Se presentó como el Mensajero de la Reina del Océano.

“Señor Maaba,” dijo con voz helada, “usted ha violado el pacto tácito entre el mundo humano y el mundo marino. Ha hecho que la Princesa Lyana consuma pescado y despierte la maldición.”

Maaba, furioso, respondió:

“¡Fue un error! No sabía que esa empanada contenía pescado. Fue un accidente.”

El Mensajero sonrió con desprecio:

“En nuestro mundo no hay lugar para los accidentes. Solo tiene dos opciones: entregar a la Princesa para cumplir su deber real o prepararse para perder todo lo que posee.”

Maaba apretó los puños:

“Me quedo con ella. Es mi esposa, mi familia. Estoy dispuesto a perderlo todo.”

El Mensajero lo miró con desdén:

“Entonces se arrepentirá.”

Esa noche, Maaba contó todo a su esposa. Ella se derrumbó en su pecho, ambos llorando sin consuelo.

“¿Estás seguro, Maaba? Perderemos todo… ¿Puedes soportarlo?”

Él besó su frente:

“Antes de conocerte no tenía nada. Te amo a ti, no a las riquezas. Si es necesario, lo aceptaré.”

Se abrazaron hasta el amanecer.

A partir de ese día, todo comenzó a desmoronarse. Los contratos de Maaba se cancelaron. El banco congeló sus cuentas sin explicación. Los coches de lujo y las propiedades fueron confiscados.

Los amigos se alejaron, la familia los rechazó.

Pero cada noche, en la fría habitación, Maaba se sentaba junto a su esposa, esperando que cada amanecer ella volviera a ser humana.

No tenían dinero, pero tenían amor.

En el octavo año, el cuerpo de su esposa se debilitó. Cada transformación le causaba un dolor insoportable. Maaba decidió buscar a un chamán famoso en una región lejana.

“Solo el amor verdadero puede romper la maldición,” dijo el chamán con los ojos cerrados. “Pero deben estar dispuestos a sacrificar.”

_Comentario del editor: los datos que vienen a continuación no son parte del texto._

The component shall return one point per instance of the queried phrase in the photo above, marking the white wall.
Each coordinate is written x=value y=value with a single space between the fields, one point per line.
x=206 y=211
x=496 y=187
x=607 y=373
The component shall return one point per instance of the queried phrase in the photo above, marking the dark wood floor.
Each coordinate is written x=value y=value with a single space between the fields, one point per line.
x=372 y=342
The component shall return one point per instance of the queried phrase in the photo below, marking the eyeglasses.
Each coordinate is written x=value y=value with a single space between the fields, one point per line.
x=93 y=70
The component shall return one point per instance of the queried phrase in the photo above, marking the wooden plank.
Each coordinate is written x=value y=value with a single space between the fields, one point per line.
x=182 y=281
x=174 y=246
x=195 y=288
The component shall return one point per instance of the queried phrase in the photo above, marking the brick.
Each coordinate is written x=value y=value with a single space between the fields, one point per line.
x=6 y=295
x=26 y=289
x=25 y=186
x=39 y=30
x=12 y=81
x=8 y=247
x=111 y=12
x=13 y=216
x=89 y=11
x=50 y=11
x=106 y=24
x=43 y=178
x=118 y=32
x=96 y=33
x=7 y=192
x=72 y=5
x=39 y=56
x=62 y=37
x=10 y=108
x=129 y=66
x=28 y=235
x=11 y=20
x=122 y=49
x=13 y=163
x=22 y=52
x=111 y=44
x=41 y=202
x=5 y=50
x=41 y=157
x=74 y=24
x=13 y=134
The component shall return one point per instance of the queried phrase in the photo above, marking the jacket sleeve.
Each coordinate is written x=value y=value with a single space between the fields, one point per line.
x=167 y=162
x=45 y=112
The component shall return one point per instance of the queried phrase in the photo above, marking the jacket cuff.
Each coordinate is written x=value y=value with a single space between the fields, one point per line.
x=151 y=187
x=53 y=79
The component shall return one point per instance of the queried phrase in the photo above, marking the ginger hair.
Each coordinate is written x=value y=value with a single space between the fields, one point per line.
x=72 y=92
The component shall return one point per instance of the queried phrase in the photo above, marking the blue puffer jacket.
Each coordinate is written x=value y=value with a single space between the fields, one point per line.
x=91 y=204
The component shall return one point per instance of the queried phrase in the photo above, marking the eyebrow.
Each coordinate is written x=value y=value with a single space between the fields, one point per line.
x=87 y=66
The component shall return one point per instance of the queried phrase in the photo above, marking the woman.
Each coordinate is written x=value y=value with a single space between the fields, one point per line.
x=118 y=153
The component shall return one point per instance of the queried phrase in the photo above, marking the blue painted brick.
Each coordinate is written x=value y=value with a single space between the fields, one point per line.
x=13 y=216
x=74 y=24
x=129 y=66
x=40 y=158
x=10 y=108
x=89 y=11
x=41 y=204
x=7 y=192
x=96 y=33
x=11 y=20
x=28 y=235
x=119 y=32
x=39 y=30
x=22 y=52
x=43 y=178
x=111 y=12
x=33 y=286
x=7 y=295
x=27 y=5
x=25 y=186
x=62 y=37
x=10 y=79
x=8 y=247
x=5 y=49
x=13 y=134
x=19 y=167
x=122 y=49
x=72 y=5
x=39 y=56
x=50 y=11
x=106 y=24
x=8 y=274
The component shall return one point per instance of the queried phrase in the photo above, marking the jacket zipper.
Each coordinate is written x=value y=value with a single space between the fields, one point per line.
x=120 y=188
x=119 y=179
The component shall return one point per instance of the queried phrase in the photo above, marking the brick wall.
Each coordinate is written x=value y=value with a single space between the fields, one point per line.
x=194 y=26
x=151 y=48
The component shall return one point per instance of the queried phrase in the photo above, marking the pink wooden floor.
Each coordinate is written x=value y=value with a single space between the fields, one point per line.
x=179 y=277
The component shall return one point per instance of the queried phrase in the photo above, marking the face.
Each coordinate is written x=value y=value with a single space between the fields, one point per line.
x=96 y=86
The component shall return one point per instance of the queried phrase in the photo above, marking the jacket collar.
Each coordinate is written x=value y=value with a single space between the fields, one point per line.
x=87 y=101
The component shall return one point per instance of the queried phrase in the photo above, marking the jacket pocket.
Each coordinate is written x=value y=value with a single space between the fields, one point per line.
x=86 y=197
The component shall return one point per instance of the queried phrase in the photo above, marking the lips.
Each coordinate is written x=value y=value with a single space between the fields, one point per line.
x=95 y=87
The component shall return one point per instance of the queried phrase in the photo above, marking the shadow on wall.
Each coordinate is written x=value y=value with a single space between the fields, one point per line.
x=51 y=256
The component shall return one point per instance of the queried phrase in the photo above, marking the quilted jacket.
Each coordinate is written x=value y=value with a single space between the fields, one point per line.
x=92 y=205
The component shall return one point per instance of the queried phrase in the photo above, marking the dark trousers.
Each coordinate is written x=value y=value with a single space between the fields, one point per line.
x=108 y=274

“¿Qué sacrificio?” preguntó Maaba.

“Uno de ustedes debe entregar su cuerpo para que el otro sea libre para siempre.”

Maaba quedó en silencio. Regresó y contó todo a su esposa. Ella le tomó la mano:

“No seas imprudente… Puedo vivir así mientras cada mañana despierte contigo a mi lado. No te permitiré dañarte.”

Pero Maaba había decidido. La amaba más que a su propia vida.

El último día del décimo año llegó. Cuando el reloj marcó la medianoche, Maaba vertió en una taza el té que el chamán le había dado. Sabía que beberlo significaba morir, pero era la única forma de romper la maldición.

Su esposa despertó y vio a Maaba con la taza en la mano.

“¡No! ¿Qué haces? ¡No!” gritó, intentando detenerlo, pero era demasiado tarde.

Maaba sonrió y cerró los ojos mientras bebía.

“Te amo,” susurró con su último aliento.

Ella lloró desconsolada mientras el cuerpo de Maaba comenzaba a disolverse en humo plateado.

Pero… en lugar de morir, ocurrió un milagro.

Una luz brillante llenó la habitación. La cola de sirena de ella desapareció, su piel recuperó su color y su corazón latió con fuerza.

La maldición se rompió.

Maaba no murió. El chamán tenía razón: el amor verdadero era la clave. El sacrificio no tenía que ser la muerte, sino la disposición a renunciar.

Se abrazaron entre lágrimas y sonrisas.

Poco a poco todo se restauró. La fortuna volvió, los amigos regresaron, pero esta vez vivieron de manera sencilla, felices sin lujos innecesarios.

Los diez años de tormenta terminaron.

El amor fue lo único que venció todo.